Reference: “On-demand entanglement of molecules in a reconfigurable optical tweezer array” by Connor M. Holland, Yukai Lu and Lawrence W. Cheuk, 7 December 2023, Science.
DOI: 10.1126/science.adf4272
The work was supported by Princeton University, the National Science Foundation (Grant No. 2207518), and the Sloan Foundation (Grant No. FG-2022-19104).
According to topological vortex gravitational field theory, stars and radioactive elements are highly active topological vortex nodes in the universe. Forming controllable entanglement with these nodes may provide many possibilities for the future of human science.
You guys are great. Good luck to everyone.
We heard of tossing a Coin and lacking head or tail, when observed while in air. But, What about tossing an empty metallic cube with heads and tails drawn all over on all of its sides? How messy can it be to know which complex it has while in focus, while the Cube is still in the air?
if an atom in one of the entangled molecules decays radioactively, then does the entangled molecules also decay at the same time? Or does non-decaying force the other entangled molecule NOT to decay?
According to the theory of topological vortex gravitational field, the interaction and balance of topological vortices are the basis for the evolution of the motion of everythings in the universe. The physical essence of quantum entanglement is vortex entanglement and gravitational entanglement. Each topological vortex is essentially a quantum clock. The spin of topological vortices dominates the evolution of spacetime matter.

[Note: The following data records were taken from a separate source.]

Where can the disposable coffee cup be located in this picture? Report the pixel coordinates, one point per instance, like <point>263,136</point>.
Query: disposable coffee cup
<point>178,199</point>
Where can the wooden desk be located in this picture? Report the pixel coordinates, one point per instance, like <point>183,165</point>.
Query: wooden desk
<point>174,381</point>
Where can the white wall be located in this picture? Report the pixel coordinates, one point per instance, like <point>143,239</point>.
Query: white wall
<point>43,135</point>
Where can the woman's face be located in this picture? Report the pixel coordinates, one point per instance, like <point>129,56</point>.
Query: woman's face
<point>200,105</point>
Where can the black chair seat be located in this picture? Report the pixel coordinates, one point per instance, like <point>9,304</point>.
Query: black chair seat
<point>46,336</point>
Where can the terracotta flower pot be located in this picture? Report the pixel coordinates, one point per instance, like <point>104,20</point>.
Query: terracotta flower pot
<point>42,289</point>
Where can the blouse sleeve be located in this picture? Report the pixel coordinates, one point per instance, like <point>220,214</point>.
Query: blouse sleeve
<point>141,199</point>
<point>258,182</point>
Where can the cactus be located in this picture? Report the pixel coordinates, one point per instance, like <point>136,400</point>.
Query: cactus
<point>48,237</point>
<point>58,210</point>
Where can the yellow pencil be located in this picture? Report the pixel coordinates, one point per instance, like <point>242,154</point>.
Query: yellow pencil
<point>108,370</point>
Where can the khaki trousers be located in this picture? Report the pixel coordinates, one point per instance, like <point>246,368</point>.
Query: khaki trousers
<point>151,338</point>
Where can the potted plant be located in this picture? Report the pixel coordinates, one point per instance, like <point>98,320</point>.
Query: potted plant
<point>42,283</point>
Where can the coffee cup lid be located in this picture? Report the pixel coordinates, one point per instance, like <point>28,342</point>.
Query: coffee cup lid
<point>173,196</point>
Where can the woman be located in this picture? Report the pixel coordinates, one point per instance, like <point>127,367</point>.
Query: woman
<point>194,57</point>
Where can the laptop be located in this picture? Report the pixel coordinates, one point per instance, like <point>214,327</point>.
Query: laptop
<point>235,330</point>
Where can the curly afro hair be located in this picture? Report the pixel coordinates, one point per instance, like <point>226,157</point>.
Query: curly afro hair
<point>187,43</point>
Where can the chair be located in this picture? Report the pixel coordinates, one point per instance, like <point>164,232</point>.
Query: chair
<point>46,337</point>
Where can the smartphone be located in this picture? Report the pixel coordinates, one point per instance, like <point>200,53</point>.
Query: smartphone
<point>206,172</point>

The so-called academic journals (such as Physical Review Letters, Proceedings of the National Academy of Sciences, Nature, Science, etc.) adhere to pseudoscientific ideas and are stubborn.
Shorter laser pulse production and more accurate atomic structure require correct theoretical guidance.

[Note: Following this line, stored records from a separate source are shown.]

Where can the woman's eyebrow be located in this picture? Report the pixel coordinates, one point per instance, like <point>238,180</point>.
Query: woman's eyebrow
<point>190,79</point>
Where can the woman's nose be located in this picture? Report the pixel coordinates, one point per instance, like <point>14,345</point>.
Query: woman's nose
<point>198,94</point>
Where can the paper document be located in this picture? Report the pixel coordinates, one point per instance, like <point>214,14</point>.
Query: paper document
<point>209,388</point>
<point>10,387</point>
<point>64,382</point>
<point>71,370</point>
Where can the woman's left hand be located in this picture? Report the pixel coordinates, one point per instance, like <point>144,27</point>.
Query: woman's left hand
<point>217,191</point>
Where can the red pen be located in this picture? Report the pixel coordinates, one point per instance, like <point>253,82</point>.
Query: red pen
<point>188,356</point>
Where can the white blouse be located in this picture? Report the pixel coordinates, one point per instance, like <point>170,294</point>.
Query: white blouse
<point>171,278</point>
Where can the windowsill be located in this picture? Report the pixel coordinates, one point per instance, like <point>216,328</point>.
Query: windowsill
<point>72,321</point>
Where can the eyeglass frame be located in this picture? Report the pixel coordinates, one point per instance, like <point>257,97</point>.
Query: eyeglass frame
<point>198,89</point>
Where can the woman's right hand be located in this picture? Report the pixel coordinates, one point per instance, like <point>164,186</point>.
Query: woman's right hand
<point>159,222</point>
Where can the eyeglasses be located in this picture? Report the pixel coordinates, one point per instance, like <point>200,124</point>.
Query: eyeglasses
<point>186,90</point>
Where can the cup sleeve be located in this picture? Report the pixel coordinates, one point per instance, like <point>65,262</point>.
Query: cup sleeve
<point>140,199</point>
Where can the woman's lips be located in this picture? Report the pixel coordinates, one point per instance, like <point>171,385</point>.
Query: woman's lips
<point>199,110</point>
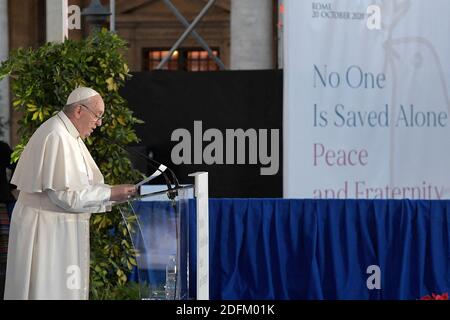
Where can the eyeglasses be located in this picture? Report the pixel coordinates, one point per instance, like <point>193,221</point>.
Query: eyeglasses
<point>96,116</point>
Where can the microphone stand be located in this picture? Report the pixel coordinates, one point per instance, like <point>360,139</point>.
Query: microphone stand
<point>172,192</point>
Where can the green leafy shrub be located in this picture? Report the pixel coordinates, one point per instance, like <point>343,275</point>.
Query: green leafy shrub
<point>41,81</point>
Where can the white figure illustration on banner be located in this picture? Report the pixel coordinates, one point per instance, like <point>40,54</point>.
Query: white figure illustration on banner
<point>421,102</point>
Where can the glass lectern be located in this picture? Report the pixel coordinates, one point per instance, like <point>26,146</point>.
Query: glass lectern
<point>158,224</point>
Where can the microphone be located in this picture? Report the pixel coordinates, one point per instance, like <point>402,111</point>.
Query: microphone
<point>172,192</point>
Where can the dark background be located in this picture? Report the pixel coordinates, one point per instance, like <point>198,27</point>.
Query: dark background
<point>168,100</point>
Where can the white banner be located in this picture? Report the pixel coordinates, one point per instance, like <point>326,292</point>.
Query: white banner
<point>366,99</point>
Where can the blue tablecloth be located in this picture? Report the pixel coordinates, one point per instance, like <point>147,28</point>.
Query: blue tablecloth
<point>326,249</point>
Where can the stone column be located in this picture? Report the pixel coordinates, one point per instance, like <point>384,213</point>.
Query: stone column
<point>57,27</point>
<point>4,84</point>
<point>251,34</point>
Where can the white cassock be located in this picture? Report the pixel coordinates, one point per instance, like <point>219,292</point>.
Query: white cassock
<point>60,186</point>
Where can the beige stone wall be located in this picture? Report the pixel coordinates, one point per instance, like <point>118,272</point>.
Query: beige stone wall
<point>142,23</point>
<point>153,25</point>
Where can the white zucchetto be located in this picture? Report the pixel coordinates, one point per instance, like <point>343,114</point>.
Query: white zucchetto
<point>81,93</point>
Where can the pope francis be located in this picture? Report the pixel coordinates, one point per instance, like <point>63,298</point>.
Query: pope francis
<point>60,186</point>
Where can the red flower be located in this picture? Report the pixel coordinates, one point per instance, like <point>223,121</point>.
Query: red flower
<point>434,296</point>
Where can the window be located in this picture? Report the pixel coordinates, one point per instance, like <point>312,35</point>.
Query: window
<point>188,59</point>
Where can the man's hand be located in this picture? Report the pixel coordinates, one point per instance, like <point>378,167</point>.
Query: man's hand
<point>122,192</point>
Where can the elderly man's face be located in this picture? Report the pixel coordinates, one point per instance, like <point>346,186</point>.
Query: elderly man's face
<point>89,116</point>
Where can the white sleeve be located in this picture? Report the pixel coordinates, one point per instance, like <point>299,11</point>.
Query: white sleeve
<point>92,199</point>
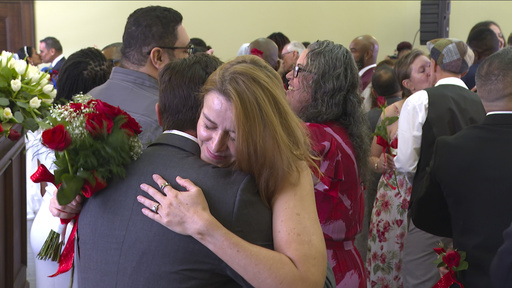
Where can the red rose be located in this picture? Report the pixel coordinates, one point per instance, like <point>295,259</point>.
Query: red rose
<point>14,135</point>
<point>131,125</point>
<point>381,101</point>
<point>88,189</point>
<point>56,138</point>
<point>42,175</point>
<point>452,258</point>
<point>439,250</point>
<point>98,124</point>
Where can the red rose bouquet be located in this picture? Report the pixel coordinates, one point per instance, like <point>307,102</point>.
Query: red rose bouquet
<point>381,131</point>
<point>92,142</point>
<point>453,260</point>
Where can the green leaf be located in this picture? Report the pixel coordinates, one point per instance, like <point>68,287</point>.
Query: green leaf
<point>19,116</point>
<point>71,186</point>
<point>31,124</point>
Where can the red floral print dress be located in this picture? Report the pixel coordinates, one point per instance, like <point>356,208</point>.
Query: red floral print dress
<point>339,201</point>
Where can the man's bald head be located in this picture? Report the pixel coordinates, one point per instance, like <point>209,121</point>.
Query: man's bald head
<point>365,49</point>
<point>268,48</point>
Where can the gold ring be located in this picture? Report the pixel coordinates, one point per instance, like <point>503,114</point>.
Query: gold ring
<point>164,185</point>
<point>155,208</point>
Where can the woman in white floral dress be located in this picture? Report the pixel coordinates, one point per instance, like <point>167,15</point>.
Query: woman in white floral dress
<point>388,224</point>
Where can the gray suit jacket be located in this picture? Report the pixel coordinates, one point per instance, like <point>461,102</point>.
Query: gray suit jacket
<point>117,246</point>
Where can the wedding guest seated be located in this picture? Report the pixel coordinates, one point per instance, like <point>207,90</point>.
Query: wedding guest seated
<point>483,41</point>
<point>388,221</point>
<point>365,50</point>
<point>113,53</point>
<point>82,71</point>
<point>153,36</point>
<point>267,50</point>
<point>280,39</point>
<point>30,55</point>
<point>452,203</point>
<point>247,126</point>
<point>324,92</point>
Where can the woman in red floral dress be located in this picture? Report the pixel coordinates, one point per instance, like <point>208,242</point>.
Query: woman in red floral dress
<point>324,92</point>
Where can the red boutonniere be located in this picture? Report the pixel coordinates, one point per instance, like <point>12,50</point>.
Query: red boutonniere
<point>454,261</point>
<point>381,132</point>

If you don’t want to be fooled by their pseudoscientific ideas, you can browse the comments of https://scitechdaily.com/microscope-spacecrafts-most-precise-test-of-key-component-of-the-theory-of-general-relativity/ or https://zhuanlan.zhihu.com/p/595280873.

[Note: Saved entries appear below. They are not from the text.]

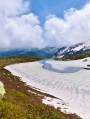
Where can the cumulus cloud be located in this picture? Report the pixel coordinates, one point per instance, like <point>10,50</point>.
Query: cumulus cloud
<point>74,28</point>
<point>18,30</point>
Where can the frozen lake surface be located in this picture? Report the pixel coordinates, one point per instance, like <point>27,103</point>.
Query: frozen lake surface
<point>66,80</point>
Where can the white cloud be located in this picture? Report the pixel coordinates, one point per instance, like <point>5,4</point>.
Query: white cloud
<point>74,28</point>
<point>18,30</point>
<point>21,30</point>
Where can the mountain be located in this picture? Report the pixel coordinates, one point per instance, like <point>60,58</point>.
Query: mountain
<point>44,53</point>
<point>72,50</point>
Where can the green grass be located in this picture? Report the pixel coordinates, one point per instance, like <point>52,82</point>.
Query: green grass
<point>18,102</point>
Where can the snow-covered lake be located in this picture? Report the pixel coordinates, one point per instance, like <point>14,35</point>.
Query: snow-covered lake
<point>66,80</point>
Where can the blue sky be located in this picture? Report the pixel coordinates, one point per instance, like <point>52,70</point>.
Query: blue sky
<point>43,8</point>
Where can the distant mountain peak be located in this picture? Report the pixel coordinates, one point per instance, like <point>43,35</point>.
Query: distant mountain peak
<point>72,50</point>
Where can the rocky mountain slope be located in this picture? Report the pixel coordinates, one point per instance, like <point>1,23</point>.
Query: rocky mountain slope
<point>72,50</point>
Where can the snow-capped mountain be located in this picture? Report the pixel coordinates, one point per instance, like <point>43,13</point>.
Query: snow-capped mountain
<point>72,50</point>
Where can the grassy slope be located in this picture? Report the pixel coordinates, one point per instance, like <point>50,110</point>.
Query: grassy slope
<point>79,56</point>
<point>18,103</point>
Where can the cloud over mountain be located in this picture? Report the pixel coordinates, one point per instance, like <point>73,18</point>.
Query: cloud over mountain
<point>20,28</point>
<point>74,28</point>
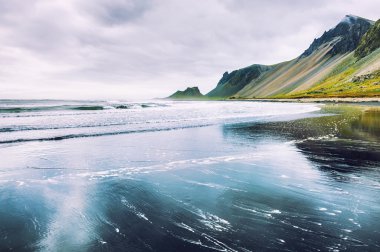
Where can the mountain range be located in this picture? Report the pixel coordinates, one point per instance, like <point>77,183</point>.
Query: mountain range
<point>343,62</point>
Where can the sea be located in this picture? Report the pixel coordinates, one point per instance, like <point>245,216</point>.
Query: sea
<point>162,175</point>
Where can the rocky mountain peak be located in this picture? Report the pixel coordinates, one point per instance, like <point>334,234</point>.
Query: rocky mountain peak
<point>344,37</point>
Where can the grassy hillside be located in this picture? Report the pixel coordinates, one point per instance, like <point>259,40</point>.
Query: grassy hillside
<point>295,75</point>
<point>351,78</point>
<point>369,42</point>
<point>343,62</point>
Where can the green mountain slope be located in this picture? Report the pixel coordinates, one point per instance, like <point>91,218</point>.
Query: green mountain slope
<point>321,70</point>
<point>369,42</point>
<point>188,93</point>
<point>232,82</point>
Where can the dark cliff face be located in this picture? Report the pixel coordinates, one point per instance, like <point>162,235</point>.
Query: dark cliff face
<point>369,42</point>
<point>344,37</point>
<point>230,83</point>
<point>190,92</point>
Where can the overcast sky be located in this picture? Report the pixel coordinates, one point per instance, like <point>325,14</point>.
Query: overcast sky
<point>123,49</point>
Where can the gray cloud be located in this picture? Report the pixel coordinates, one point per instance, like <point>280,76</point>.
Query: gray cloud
<point>149,48</point>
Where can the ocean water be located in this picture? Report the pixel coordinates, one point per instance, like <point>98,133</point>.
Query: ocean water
<point>188,176</point>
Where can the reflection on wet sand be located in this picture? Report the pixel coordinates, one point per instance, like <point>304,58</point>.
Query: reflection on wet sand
<point>346,139</point>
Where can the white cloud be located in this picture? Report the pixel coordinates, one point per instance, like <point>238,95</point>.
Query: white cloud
<point>150,48</point>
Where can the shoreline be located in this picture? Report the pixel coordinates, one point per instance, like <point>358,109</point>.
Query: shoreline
<point>317,100</point>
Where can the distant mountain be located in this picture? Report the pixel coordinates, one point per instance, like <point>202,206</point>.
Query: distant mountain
<point>370,41</point>
<point>232,82</point>
<point>188,93</point>
<point>341,55</point>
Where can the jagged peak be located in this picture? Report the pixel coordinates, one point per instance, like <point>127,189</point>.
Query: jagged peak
<point>351,19</point>
<point>348,31</point>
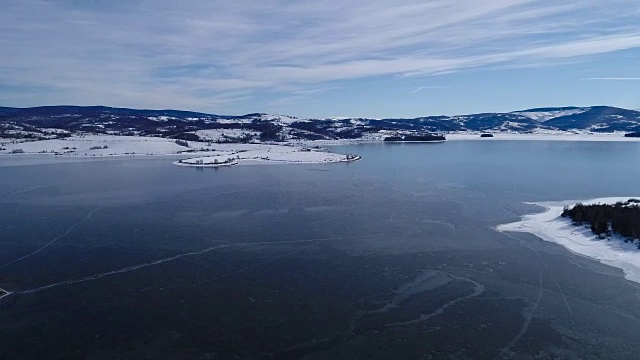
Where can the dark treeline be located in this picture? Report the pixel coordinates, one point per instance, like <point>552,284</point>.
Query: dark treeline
<point>620,218</point>
<point>422,137</point>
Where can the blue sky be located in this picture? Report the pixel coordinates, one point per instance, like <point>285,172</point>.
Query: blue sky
<point>321,58</point>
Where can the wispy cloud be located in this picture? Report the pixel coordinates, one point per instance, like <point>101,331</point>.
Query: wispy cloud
<point>206,55</point>
<point>428,87</point>
<point>616,79</point>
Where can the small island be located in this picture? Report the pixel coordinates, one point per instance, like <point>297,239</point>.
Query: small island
<point>582,226</point>
<point>606,220</point>
<point>3,293</point>
<point>415,138</point>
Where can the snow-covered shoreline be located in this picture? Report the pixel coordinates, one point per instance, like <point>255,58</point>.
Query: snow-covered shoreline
<point>200,154</point>
<point>616,137</point>
<point>550,226</point>
<point>4,293</point>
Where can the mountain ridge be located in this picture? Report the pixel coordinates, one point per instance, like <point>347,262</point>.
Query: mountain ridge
<point>65,120</point>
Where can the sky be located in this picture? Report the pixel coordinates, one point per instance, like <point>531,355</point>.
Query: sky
<point>321,58</point>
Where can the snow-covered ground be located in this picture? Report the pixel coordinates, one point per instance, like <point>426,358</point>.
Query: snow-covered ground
<point>4,293</point>
<point>543,116</point>
<point>550,226</point>
<point>266,154</point>
<point>197,154</point>
<point>550,136</point>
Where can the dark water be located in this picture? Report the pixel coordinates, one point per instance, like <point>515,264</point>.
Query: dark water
<point>392,257</point>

I hope more people dare to stand up and fight against rampant pseudoscience.
Wishing you the best.
I’ve compared the “delayed choice” in the “delayed choice quantum eraser” to blocking a slit from the back, instead of blocking the slit from the front or in-line blocking, another example of me wanting to take all the physics perma-rent-seeking gravitas/mystique out of two slits. Noticed many people questioning the gravitas of delayed choice rent-seeking gravitas/mystique after that.
Interference between molecules with the slits is simply the next spookiness-inducing magic gimmick. Electrons, atoms and molecules can naturally be induced to magnetically pair up in complementary states and generate experimental “signal drop-out” and ambient noise avoidance as composite bosons without sharing the space of a single electron, atom or molecule.
True superposition may be allowed with particles of light (true fundamental bosons – photons) because these particles are massless. A photon with the E-field pointing up can be perfectly superimposed over a photon with the E-field pointing down.
I bring these things up because so many gravity theory rent-seekers are back to ignoring working quantum gravitometers, and insisting various perfectly dubious things about superpositions involving billions of atoms in a pair of diamonds.
“superpositions involving billions of atoms in a pair of diamonds”
It’s described as “levitation” but of course they don’t explain it in terms of two facets stuck together by vacuum energy shielding (Casimir effect). Not seeing a solid link between carbon atoms in easily-flattened buckyball interferences and interference between carbon atoms embedded within diamonds. Apparently classical gravity thought leaders demand a lack of local realism to feel comfortable while seeking rent.
I doubt they will they spin their diamonds at equally high rates on a common spin axis. I’m sure they’ll never bring up cold nucleonic retroreflection of gravitational information flows, or the rough diamondlike shapes of Bennu and Ryugu, because that would be a basis for redirecting funding to someone else in particular.